Cool-season plants, meaning those that tolerate a light frost, thrive in short daylight hours and even taste better when grown in cooler temperatures, and are best started as seedlings rather than sown directly in the ground.
Simply plug seedlings into any open space in the late summer garden — they will benefit from the shade of summer crops while the weather is still hot — and watch them grow.
Once daytime temperatures are around 70 degrees Fahrenheit, cut summer crops back to the ground to let fall crops receive full sun.
7 Crops to Plant in Your Fall Vegetable Garden:
1. Brussels Sprouts
Exposure to frost actually improves the flavor of Brussels sprouts. ‘Diablo’ and ‘Dimitri’ varieties are best for late-season gardening and take about three months for sprouts to appear. Harvest when firm and green. Brussels sprouts mature in 90 days.

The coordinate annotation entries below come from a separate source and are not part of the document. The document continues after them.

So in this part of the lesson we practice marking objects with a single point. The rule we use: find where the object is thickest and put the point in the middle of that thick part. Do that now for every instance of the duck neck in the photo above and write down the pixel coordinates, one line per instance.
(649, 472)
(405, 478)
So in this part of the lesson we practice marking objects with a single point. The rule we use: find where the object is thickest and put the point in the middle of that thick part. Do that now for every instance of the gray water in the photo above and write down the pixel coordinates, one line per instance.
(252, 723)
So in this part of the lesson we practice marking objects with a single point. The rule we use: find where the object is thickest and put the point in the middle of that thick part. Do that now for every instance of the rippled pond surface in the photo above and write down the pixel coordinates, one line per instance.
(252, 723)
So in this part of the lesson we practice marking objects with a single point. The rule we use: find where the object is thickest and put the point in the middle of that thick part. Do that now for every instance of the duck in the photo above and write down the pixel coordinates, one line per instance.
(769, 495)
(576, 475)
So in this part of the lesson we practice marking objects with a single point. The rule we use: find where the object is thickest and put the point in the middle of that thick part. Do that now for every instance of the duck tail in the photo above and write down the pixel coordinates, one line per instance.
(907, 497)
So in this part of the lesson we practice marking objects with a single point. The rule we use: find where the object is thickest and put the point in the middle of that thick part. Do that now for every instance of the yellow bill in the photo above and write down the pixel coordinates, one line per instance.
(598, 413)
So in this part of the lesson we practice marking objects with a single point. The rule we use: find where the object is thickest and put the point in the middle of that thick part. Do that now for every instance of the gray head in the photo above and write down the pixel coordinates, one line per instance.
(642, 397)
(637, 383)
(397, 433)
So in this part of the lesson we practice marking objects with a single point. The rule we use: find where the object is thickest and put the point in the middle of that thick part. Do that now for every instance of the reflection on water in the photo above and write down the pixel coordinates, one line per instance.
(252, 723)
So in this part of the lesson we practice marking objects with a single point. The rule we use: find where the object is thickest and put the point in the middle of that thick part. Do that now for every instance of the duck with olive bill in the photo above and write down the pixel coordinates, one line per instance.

Cabbages are heavy feeders that require healthy soil and regular watering. Early varieties include ‘Stonehead,’ ‘Dakri’ and ‘Golden Acre.’ Plant seedlings six to eight weeks before the first frost. Cabbage matures in 70 to 95 days depending on variety.
Early varieties such as ‘China Rose’ and ‘Daikon’ grow quickly, so make sure to check regularly. Sow six weeks before the first frost. Harvest before the root is 1 inch in diameter. Radishes mature in 25 to 50 days depending on variety.
This plant produces bigger and better-tasting crops when grown in cool weather. Plant 10 weeks before the first frost. Help keep the ground cool and moist by mulching around seedlings. Feed three weeks after transplanting with an organic, low-nitrogen fertilizer. Broccoli matures in 80 days.
Carrots are easy to grow and tolerate light frost. Fast-growing ‘Primo’ matures in about 60 days. If temperatures turn cold early, baby carrots can be harvested and enjoyed even if they’re not fully mature. Carrots mature in 60 to 80 days depending on variety.
6. Snow Peas
Appropriately named, snow peas grow best in cool temperatures. They like moist soil, so water regularly. Choose seedlings of early varieties such as ‘Short N’ Sweet’ or ‘Dwarf White Sugar.’ Harvest when the pods are a few inches long with peas that aren’t fully developed. Snow peas mature in 50 to 75 days depending on variety.
7. Kale and Other Leafy Greens
As decorative as it is delicious, the frilly leaves are a pretty addition to fall gardens — and leafy greens taste even better after a frost. Sow seeds of early varieties such as ‘Red Russian’ and ‘Winterbor’ directly into the soil. Baby leaves can be harvested as early as 30 days for smoothies and salads. Kale matures in 70 days.